The battle for Botafogo and Eagle Football

John Textor is using Botafogo as a fortress in his dispute with his American business associates. Photo: Vítor Silva/Botafogo

The last three years have been by far the most turbulent in the long history of the traditional Rio de Janeiro football club Botafogo. After almost three decades of futility, they looked certain to win the Brazilian league in 2023 before succumbing to one of the biggest bottle-jobs in living memory

Then, last year, they won it all: becoming Brazilian and South American champions.

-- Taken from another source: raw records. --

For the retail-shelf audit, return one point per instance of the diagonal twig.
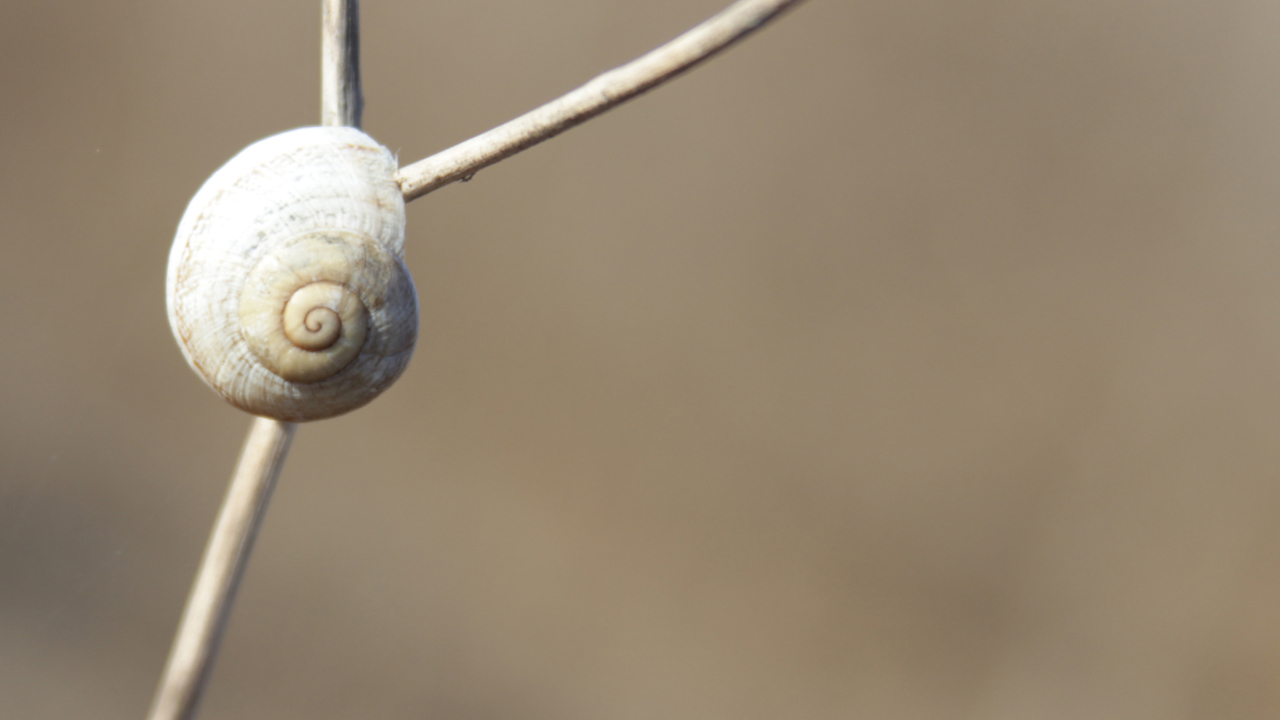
(204, 620)
(220, 569)
(598, 95)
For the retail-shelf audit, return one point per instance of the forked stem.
(204, 620)
(598, 95)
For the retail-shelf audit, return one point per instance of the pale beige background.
(917, 359)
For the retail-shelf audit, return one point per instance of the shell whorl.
(287, 288)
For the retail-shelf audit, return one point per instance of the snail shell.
(287, 288)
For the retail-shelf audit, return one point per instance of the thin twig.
(600, 94)
(341, 100)
(220, 570)
(204, 620)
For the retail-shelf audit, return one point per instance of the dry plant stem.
(600, 94)
(341, 100)
(220, 570)
(191, 660)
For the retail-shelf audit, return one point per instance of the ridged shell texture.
(287, 288)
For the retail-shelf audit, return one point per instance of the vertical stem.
(220, 570)
(204, 620)
(341, 101)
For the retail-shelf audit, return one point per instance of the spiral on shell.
(287, 288)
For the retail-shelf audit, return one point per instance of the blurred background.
(914, 359)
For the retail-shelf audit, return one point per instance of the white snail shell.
(287, 287)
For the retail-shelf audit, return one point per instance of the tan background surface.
(917, 359)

Two-thirds into the 2025 season, and the pendulum has swung in the opposite direction. A famous win over PSG in the Club World Cup aside, it hasn’t been a good year for Botafogo. They’re out of the domestic cup and the continental Copa Libertadores, and are 11 points off the pace in the league. Ownership battles and murmurs of financial issues suggest the club’s future may be murky.

It has definitely been a rollercoaster, and much of Botafogo’s ups and downs since 2023 can be credited to one man: the outspoken 59-year-old American businessman John Textor.

Since buying Botafogo in 2022, he’s brought the club investment, quality players, belief, trophies — but also a certain layer of administrative mystery. And now, amid financial scandal and threatened punishment, he’s facing the possibility of being forced out of Rio de Janeiro by the very company he founded.